Imitation learning is an alternative to reinforcement learning, in which a neural network learns to perform a task from scratch via trial and error. This technique is responsible for many of the most significant AI breakthroughs over the past few years. It has been used to train models that can beat humans at games, control a fusion reactor, and discover a faster way to do fundamental math.
The problem with reinforcement learning is that it works best when there is a clear goal. Random actions can lead to accidental successes. Reinforcement learning algorithms reward accidental successes to increase their likelihood of happening again.
But Minecraft is a game with no clear goal. Players can do whatever they want, roaming through a computer-generated universe, mining different materials, and combining them to create different objects.
Minecraft is an open-ended environment that allows for the training of AI. Baker was one of the researchers behind Hide & Seek, a project in which bots were let loose in a virtual playground where they used reinforcement learning to figure out how to cooperate and use tools to win simple games. The bots quickly outgrew their environment. Baker says that the agents “almost took over the universe, there was nothing for them to do.” “We wanted it to grow and we thought Minecraft would be a great place to do so.”
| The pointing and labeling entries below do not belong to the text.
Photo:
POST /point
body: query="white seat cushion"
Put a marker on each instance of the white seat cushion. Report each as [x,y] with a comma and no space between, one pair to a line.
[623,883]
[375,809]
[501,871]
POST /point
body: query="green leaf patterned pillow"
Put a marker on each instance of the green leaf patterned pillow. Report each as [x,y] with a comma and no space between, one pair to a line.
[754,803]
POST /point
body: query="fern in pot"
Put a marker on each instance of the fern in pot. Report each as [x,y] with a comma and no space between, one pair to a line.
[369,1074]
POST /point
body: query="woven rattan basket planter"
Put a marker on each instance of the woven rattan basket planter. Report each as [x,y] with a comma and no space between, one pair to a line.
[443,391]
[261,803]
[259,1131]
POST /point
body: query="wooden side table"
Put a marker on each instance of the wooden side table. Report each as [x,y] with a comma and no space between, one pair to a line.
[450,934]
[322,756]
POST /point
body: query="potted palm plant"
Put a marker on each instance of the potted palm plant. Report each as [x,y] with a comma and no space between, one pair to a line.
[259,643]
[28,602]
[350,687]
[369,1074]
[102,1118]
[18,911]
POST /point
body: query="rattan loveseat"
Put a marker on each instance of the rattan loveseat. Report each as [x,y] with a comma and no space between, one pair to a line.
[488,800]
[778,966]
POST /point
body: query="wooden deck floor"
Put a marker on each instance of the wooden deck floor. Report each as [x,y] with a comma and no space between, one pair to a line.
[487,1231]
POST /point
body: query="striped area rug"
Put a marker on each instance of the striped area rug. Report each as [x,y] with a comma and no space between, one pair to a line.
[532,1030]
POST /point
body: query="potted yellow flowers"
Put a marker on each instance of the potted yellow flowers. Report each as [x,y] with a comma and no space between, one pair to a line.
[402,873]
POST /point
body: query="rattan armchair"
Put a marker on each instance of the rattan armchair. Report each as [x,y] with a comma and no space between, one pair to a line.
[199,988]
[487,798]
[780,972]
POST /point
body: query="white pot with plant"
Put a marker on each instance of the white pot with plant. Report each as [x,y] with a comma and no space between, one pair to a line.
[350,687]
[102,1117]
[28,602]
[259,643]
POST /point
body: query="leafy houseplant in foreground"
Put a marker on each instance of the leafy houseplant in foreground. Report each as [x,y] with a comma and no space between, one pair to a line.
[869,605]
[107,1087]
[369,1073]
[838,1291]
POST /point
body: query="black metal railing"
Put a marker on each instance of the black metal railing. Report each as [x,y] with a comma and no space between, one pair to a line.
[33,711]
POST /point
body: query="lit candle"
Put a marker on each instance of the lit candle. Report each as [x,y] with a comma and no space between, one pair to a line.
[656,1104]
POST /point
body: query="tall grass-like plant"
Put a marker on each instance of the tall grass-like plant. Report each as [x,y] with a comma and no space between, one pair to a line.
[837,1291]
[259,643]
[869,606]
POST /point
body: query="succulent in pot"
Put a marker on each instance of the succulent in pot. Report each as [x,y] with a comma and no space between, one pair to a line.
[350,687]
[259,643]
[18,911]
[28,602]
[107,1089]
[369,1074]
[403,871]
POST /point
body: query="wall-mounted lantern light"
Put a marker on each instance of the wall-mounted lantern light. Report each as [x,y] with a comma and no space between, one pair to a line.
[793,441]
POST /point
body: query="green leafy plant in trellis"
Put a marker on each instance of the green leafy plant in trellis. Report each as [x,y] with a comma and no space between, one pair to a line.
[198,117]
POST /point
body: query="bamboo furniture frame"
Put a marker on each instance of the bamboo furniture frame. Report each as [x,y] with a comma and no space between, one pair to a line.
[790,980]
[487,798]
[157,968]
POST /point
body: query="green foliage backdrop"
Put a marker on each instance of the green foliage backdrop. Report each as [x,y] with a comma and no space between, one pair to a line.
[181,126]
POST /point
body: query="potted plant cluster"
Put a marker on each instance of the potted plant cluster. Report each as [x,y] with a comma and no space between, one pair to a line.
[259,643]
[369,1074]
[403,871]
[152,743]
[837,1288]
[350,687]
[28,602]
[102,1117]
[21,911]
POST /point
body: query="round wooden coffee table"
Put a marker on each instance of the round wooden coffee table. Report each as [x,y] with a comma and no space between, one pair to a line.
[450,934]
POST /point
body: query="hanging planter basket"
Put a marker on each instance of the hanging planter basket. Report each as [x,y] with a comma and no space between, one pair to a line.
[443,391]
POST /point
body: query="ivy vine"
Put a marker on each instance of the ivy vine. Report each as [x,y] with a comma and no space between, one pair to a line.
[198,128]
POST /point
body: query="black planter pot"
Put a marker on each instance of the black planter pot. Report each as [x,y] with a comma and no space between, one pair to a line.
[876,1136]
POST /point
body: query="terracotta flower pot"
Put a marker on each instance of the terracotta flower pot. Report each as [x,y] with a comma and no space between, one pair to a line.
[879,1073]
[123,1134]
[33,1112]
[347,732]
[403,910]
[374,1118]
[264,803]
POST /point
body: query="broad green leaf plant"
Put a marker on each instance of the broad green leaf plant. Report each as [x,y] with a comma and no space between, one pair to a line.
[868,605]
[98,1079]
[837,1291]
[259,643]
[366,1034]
They’re not the only ones. Minecraft is becoming a key testbed for new AI techniques. MineDojo, a Minecraft environment with dozens of predesigned challenges, won an award at this year’s NeurIPS, one of the biggest AI conferences.
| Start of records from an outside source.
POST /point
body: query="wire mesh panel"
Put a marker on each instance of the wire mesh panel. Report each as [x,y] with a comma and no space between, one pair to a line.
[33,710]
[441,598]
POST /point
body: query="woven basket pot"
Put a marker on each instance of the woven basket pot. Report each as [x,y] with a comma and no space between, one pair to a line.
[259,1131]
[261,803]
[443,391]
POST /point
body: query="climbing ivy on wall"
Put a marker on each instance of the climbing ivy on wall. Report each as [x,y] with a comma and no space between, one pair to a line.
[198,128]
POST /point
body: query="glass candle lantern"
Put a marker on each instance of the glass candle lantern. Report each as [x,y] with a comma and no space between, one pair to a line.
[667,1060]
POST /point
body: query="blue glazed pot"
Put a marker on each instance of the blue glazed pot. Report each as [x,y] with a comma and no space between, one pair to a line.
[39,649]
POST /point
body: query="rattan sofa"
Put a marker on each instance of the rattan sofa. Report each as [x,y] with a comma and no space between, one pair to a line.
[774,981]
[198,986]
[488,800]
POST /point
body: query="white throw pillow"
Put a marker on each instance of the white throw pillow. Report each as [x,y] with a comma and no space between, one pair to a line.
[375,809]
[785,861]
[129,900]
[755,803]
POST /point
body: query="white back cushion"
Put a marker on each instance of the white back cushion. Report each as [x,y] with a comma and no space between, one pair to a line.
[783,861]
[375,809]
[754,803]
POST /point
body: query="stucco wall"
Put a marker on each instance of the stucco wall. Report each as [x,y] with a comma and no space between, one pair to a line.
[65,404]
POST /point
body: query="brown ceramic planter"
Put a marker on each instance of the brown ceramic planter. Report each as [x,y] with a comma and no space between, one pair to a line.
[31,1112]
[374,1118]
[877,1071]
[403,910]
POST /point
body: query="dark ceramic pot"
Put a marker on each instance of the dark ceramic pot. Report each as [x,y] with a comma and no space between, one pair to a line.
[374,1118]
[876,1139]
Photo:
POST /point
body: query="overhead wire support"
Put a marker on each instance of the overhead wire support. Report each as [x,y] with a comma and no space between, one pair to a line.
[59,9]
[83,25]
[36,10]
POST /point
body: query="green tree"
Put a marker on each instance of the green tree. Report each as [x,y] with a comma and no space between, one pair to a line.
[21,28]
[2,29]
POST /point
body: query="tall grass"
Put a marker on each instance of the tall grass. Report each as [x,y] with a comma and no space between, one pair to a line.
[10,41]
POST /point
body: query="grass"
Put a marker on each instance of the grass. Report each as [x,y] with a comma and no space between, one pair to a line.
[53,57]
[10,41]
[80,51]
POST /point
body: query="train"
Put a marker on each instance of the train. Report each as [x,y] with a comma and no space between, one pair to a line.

Using VPT, OpenAI’s bot was able to carry out tasks that would have been impossible using reinforcement learning alone, such as crafting planks and turning them into a table, which involves around 970 consecutive actions. They found that reinforcement learning and imitation learning combined produced the best results. Taking a bot trained with VPT and fine-tuning it with reinforcement learning allowed it to carry out tasks involving more than 20,000 consecutive actions.
The researchers claim that their approach could be used to train AI to carry out other tasks. It could be used for bots that use a keyboard or mouse to navigate websites, book flights, or order groceries online. But in theory it could be used to train robots to carry out physical, real-world tasks by copying first-person video of people doing those things. Stone says that it is possible.
Matthew Gudzial, a Canadian university professor who used videos to teach AI rules of games such as Super Mario Bros., doesn’t think it will happen anytime soon. You can perform actions in games like Minecraft or Super Mario Bros. by pressing buttons. Actions in the real world are more complex and harder to learn for machines. Gudzial says, “It unlocks many new research problems.”
This work is yet another testament to the power of scaling models and training on large datasets to get high performance,” says Natasha Jaques who works on multi-agent reinforcement Learning at Google and the University of California in Berkeley. Jaques says Large internet-sized data sets will unlock new capabilities for AI.
Large internet-sized data sets will certainly unlock new capabilities for AI, says Jaques. It’s probably the best Minecraft-playing bot yet, says Baker: “But with more data and bigger models I would expect it to feel like you’re watching a human playing the game, as opposed to a baby AI trying to mimic a human.”
I’m a journalist who specializes in investigative reporting and writing. I have written for the New York Times and other publications.